After a farewell to them this morning it was straight through one of the many Macc Canal bridges.
Local stone and graceful curved arches give these bridges a certain eye appeal. It is at Congleton that the first of the “snake” or crossover bridges is seen,
these designed to take the towpath from one side of the canal to the other. Just before Hightown was an innovation since last passing this way – some brand new end of garden decking.
Then the canal passes through a cutting; three differently aligned bridges cross the canal
and it is a skilled steerer who can navigate through all three without a scrape on one side of the hull or other!
           Not much further on comes another favourite mooring place, Biddulph Aqueduct above Dane-in-Shaw SSSI pasture.  You can sit on the seat here
and watch the Virgin trains whizz northbound
across a fine viaduct up the West Coast line to Manchester and beyond.
            If as a boater you should tire of aqueducts and bridges beyond Buglawton the canal soon enters a quiet phase.

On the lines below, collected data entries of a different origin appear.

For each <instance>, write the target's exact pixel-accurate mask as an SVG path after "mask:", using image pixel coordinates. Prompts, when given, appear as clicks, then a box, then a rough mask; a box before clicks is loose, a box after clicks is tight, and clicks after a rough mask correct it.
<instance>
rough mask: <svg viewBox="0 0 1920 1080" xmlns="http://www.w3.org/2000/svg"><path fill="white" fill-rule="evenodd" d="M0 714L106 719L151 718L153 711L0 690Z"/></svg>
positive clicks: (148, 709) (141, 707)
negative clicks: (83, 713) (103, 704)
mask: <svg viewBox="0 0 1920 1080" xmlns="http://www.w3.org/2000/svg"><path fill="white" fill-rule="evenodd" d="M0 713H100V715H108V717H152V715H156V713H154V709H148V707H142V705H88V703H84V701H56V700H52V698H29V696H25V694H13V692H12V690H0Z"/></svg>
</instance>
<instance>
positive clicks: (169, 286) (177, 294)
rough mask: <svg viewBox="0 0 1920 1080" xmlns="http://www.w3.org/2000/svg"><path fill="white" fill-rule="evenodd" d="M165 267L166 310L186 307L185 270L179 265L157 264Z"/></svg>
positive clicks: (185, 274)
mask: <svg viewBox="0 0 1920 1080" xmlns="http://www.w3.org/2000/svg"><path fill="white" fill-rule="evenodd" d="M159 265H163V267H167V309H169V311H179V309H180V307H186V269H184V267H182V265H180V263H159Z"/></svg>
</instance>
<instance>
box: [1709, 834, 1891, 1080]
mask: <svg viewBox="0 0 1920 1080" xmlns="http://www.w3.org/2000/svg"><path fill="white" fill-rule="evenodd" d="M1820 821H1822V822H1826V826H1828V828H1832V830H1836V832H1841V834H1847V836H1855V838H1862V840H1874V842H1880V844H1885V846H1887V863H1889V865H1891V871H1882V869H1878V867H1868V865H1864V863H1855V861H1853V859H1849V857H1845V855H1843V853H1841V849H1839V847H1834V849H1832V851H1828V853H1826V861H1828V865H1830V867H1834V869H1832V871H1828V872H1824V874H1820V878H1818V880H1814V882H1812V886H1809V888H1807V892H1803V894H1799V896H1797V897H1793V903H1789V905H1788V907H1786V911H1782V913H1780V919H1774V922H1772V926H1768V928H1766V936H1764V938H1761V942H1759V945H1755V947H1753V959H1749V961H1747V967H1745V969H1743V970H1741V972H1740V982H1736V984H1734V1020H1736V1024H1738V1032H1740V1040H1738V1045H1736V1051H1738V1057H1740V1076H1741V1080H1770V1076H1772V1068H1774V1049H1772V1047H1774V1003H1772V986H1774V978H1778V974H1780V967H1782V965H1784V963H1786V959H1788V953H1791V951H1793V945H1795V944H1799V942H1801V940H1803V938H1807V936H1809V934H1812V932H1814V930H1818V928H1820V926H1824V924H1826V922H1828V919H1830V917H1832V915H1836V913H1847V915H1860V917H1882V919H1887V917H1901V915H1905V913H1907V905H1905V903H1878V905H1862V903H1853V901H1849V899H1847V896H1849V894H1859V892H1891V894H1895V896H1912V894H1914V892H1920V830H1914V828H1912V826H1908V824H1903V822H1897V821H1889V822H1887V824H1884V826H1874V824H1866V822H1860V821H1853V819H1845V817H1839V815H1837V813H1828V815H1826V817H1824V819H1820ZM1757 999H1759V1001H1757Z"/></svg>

No road noise interrupts the natural sounds. On the left you become aware of the Cloud’s looming presence and if the light is right you can see the quarrying scars upon the hillsides.
The odd cockerel crows and the quietness is punctuated only by birdsong. Today a persistent mewling call came from above a copse of trees; was it a buzzard as the Captain suggests?
             There had been cows in fields on either side of the canal last night and there were more cows as the canal progressed towards Bosley. They gazed incuriously as the boat passed by.
The cows in this area of Cheshire come in several colour combinations, some all black or all rust and some are a mixed colour. The most attractive cow in these parts, of course,
is this one, helpfully immobilised but beautifully painted!
              Foragers have been out in groups of twos or threes or fours.
Some carry plastic boxes for their treasure while others have plastic bags weighing their arms. “Blackberrying?” the Captain called out once today.
             “Well, you’ve got to, haven’t you!” was the smiled reply.
            At Bosley Locks a group of four had somewhere found plump plums: there they were nestled in a container within a wicker basket.
            After three hours or so of lock free cruising Dane Aqueduct was reached. It’s always a pleasant mooring place from which to contemplate tomorrow’s Bosley Twelve.
           The Dane Aqueduct, according to Nicholson’s Guide, “is not very impressive from the boat but superb when viewed from the river.” That sparked this afternoon’s photographic quest. There was a clamber down a steep path through willow herb and fluffy weeds, right to the banks of the River Dane.
Trees in full summer growth blocked all view of the aqueduct (though the fungi were a surprise)
and all attempts at finding a way across to the opposite bank were foiled by lack of access. There is a clear footpath across the opposite field but how is it reached? Back up to canal level and then up the lock flight the aqueduct-deprived pair climbed. There is an awkwardness about patrolling a lock flight with walking poles but no windlasses to offer transiting boaters help at the locks...
            No footpath was found. Resigned today to defeat, the Captain and Boatwif turned downhill.  Could the disused railway line be a route to the river bank? There was a bit of a scramble up to it, no further access from it but a new view down over the bottom locks...
Conclusion: the Dane Aqueduct is a quest to be resumed another day!